The last few days have felt like being in a huge online huddle.
The level of support has been overwhelming.
The Celtic family have an understanding of fairness and what is right.
I cannot better Roy Greenslade’s analysis of the Sun’s decision to first commission the serialisation of Downfall and then the decision to pull it.
So I won’t try.
In the midst of all of this it has been very easy to forget what the book is really about.
Downfall is the story of the biggest ever scandal in British sport.
This story isn’t about me or the Sun, it’s about the behaviour of the establishment club at Edmiston Drive.
There is no precedent for what Rangers did during the first decade of the new millennium.

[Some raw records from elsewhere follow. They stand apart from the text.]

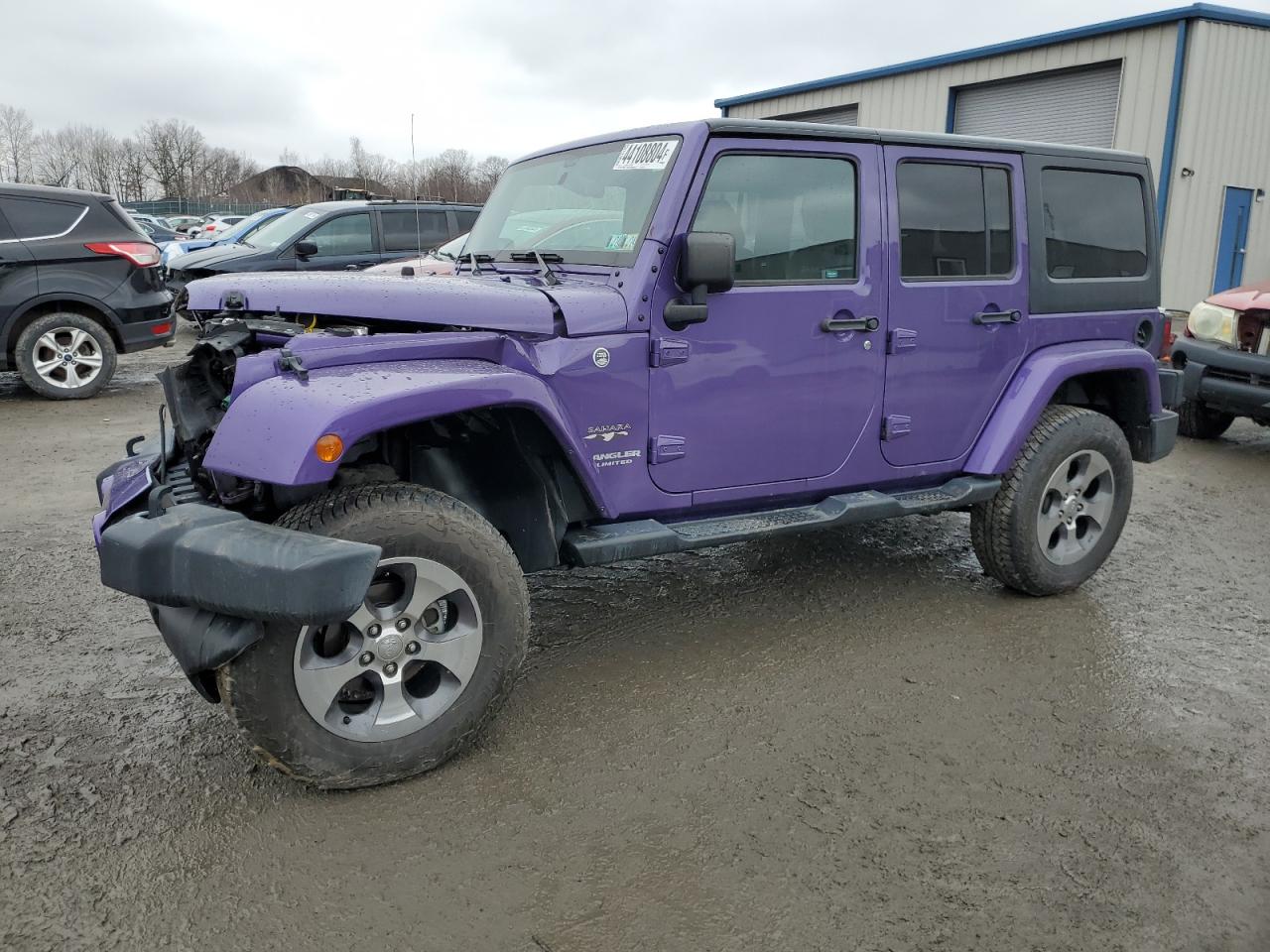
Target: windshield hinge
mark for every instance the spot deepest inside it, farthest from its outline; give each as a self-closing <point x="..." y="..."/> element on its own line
<point x="289" y="361"/>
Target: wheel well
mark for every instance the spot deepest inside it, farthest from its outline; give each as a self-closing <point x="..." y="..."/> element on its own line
<point x="504" y="462"/>
<point x="44" y="307"/>
<point x="1121" y="395"/>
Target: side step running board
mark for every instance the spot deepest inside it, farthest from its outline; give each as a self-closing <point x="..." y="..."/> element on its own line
<point x="611" y="542"/>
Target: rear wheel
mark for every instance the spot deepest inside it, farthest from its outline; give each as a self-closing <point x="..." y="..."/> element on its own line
<point x="64" y="356"/>
<point x="416" y="671"/>
<point x="1061" y="507"/>
<point x="1199" y="421"/>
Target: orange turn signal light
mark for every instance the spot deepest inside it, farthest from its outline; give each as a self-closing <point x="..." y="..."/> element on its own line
<point x="329" y="448"/>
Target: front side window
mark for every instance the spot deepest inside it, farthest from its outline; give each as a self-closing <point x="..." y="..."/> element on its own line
<point x="407" y="231"/>
<point x="793" y="217"/>
<point x="588" y="206"/>
<point x="1095" y="223"/>
<point x="37" y="217"/>
<point x="953" y="221"/>
<point x="345" y="235"/>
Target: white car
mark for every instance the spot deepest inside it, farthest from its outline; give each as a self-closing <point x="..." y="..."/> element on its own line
<point x="213" y="223"/>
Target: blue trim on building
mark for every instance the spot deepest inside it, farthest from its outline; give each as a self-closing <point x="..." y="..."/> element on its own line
<point x="1175" y="107"/>
<point x="1180" y="14"/>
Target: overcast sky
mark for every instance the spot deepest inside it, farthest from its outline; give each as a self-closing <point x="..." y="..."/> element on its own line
<point x="492" y="76"/>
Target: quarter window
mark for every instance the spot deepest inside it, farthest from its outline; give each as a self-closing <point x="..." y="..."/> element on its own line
<point x="345" y="235"/>
<point x="953" y="221"/>
<point x="403" y="231"/>
<point x="793" y="217"/>
<point x="1095" y="223"/>
<point x="35" y="217"/>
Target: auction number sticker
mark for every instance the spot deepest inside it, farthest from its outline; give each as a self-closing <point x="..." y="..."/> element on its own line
<point x="645" y="155"/>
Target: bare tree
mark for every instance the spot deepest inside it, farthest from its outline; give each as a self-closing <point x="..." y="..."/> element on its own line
<point x="17" y="135"/>
<point x="175" y="153"/>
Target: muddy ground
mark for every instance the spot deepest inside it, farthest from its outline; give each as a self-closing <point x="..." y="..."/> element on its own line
<point x="844" y="742"/>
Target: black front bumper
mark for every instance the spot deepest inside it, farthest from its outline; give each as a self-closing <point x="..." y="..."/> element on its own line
<point x="1223" y="379"/>
<point x="213" y="578"/>
<point x="199" y="556"/>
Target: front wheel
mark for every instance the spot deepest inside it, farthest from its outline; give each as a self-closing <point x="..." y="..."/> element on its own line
<point x="1061" y="507"/>
<point x="416" y="671"/>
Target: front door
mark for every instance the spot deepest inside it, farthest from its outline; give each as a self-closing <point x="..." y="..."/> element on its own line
<point x="344" y="243"/>
<point x="957" y="298"/>
<point x="781" y="380"/>
<point x="1233" y="239"/>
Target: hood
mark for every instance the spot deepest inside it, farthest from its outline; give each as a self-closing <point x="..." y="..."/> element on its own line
<point x="516" y="304"/>
<point x="1248" y="298"/>
<point x="216" y="255"/>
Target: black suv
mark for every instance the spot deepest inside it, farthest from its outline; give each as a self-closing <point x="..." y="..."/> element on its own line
<point x="79" y="284"/>
<point x="331" y="236"/>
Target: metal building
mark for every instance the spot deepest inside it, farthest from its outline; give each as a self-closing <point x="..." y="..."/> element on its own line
<point x="1189" y="87"/>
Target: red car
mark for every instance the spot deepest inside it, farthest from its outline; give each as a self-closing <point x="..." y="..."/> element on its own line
<point x="1224" y="358"/>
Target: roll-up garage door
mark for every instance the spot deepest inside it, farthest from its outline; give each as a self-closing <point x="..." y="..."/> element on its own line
<point x="1076" y="107"/>
<point x="838" y="116"/>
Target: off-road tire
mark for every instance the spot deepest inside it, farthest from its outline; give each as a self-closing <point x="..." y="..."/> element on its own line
<point x="1003" y="529"/>
<point x="24" y="354"/>
<point x="1199" y="421"/>
<point x="258" y="687"/>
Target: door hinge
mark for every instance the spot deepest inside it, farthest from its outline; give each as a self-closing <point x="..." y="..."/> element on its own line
<point x="667" y="350"/>
<point x="894" y="425"/>
<point x="663" y="449"/>
<point x="901" y="339"/>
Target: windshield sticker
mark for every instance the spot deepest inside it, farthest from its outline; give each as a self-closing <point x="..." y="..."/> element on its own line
<point x="645" y="155"/>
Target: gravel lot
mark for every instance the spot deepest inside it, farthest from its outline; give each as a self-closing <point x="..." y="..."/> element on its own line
<point x="843" y="742"/>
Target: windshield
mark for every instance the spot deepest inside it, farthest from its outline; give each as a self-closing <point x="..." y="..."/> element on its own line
<point x="589" y="206"/>
<point x="282" y="229"/>
<point x="449" y="250"/>
<point x="246" y="226"/>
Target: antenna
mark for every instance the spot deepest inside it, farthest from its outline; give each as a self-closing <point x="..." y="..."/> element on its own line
<point x="414" y="190"/>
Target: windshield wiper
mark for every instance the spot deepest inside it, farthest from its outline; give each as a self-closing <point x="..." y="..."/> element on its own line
<point x="549" y="277"/>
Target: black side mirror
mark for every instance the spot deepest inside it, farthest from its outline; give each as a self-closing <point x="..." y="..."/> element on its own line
<point x="706" y="267"/>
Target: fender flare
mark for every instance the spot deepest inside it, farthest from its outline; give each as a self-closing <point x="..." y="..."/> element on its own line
<point x="270" y="429"/>
<point x="1034" y="385"/>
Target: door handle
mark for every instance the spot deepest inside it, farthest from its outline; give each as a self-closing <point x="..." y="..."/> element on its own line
<point x="997" y="317"/>
<point x="835" y="325"/>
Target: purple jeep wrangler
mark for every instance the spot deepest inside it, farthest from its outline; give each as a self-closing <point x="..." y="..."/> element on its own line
<point x="658" y="340"/>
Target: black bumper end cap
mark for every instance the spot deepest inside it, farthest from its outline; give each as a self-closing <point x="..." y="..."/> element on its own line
<point x="199" y="556"/>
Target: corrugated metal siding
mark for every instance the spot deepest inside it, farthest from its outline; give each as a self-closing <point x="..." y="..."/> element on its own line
<point x="838" y="116"/>
<point x="1223" y="135"/>
<point x="919" y="100"/>
<point x="1078" y="107"/>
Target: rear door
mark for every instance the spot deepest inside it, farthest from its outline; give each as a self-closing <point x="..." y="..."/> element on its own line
<point x="345" y="241"/>
<point x="407" y="231"/>
<point x="783" y="381"/>
<point x="18" y="275"/>
<point x="957" y="298"/>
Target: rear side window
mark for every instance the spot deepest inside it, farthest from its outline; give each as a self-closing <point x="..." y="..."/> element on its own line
<point x="1095" y="225"/>
<point x="345" y="235"/>
<point x="953" y="221"/>
<point x="402" y="234"/>
<point x="39" y="217"/>
<point x="793" y="217"/>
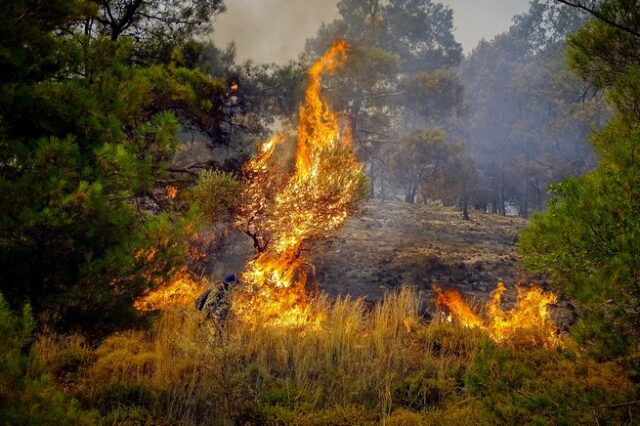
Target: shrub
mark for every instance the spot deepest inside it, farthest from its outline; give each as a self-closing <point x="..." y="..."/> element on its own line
<point x="215" y="195"/>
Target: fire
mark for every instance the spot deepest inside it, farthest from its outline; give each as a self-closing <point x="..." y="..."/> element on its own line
<point x="182" y="289"/>
<point x="281" y="214"/>
<point x="528" y="324"/>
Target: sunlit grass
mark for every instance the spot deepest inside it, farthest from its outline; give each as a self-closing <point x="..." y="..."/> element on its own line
<point x="361" y="365"/>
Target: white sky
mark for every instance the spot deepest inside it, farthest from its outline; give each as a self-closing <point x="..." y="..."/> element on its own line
<point x="276" y="30"/>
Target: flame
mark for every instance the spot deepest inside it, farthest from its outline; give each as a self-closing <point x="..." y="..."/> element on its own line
<point x="182" y="289"/>
<point x="528" y="324"/>
<point x="282" y="214"/>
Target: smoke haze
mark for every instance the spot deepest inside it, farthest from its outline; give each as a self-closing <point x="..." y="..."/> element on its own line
<point x="276" y="30"/>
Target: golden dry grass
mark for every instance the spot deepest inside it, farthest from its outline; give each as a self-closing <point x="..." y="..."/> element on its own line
<point x="360" y="366"/>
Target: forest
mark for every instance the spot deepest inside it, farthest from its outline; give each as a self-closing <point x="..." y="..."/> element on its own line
<point x="384" y="229"/>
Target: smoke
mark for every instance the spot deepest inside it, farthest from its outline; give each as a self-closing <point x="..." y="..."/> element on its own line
<point x="271" y="30"/>
<point x="276" y="30"/>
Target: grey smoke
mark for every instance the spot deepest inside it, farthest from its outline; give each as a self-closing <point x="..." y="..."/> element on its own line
<point x="276" y="30"/>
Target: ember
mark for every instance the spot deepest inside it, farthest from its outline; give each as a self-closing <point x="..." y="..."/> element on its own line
<point x="315" y="199"/>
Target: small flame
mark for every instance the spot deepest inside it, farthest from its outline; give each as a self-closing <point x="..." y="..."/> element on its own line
<point x="282" y="214"/>
<point x="182" y="289"/>
<point x="528" y="324"/>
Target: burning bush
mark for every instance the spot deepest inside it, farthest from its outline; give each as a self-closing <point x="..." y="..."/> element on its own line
<point x="281" y="214"/>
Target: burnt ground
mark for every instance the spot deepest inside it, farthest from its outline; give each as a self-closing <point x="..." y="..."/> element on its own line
<point x="389" y="244"/>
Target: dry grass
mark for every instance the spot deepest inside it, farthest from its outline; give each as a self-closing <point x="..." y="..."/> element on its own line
<point x="361" y="366"/>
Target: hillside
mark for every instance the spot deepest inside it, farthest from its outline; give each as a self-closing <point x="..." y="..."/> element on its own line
<point x="388" y="244"/>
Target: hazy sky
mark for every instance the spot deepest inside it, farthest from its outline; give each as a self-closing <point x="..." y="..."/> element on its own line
<point x="276" y="30"/>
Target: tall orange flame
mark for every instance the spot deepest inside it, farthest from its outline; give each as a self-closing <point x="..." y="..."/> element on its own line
<point x="528" y="324"/>
<point x="315" y="200"/>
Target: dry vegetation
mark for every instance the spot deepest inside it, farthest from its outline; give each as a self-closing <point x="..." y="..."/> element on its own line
<point x="360" y="366"/>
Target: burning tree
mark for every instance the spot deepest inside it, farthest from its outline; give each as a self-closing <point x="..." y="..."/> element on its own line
<point x="282" y="212"/>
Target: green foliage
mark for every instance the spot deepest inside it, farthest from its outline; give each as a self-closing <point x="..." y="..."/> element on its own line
<point x="543" y="387"/>
<point x="27" y="395"/>
<point x="216" y="194"/>
<point x="588" y="241"/>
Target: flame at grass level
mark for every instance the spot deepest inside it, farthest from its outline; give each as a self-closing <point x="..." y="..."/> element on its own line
<point x="528" y="324"/>
<point x="315" y="199"/>
<point x="182" y="289"/>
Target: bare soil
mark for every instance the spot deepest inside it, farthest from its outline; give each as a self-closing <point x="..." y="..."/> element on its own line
<point x="388" y="244"/>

The book proves that the truth was out there, but many couldn’t handle it.
Over the last 48 hours, Downfall has leapt in the Amazon UK best seller rankings.
At the moment it is number 27.
When the Sun interviewed me it wasn’t even in the top 1000!
The reason the publisher agreed the serialisation with the Sun was the same reason I took the big tax case story to the News of the World in 2010 – to get the truth out to the largest possible readership.
Indeed, that was the same reason I shared my scoop with the Sun on the sheriff officers paying a visit to Ibrox over the wee tax case in August 2011. I simply wanted those snaps to be seen by a mass readership.
It was a commercial decision for the Sun to go for the book and it was the same rationale that made them drop the serialisation.
It wasn’t personal, it was just business.
There are wider issues to this episode, but others are better placed at present to analyse them.
Paul McConville is one of those people.
No one who knows me would recognise the characterisation of Phil Mac Giolla Bháin that appeared in the Sun’s editorial, but that is a job for another day.
In the midst of all of this a book was being printed.
It contains a valuable commodity that should be treasured.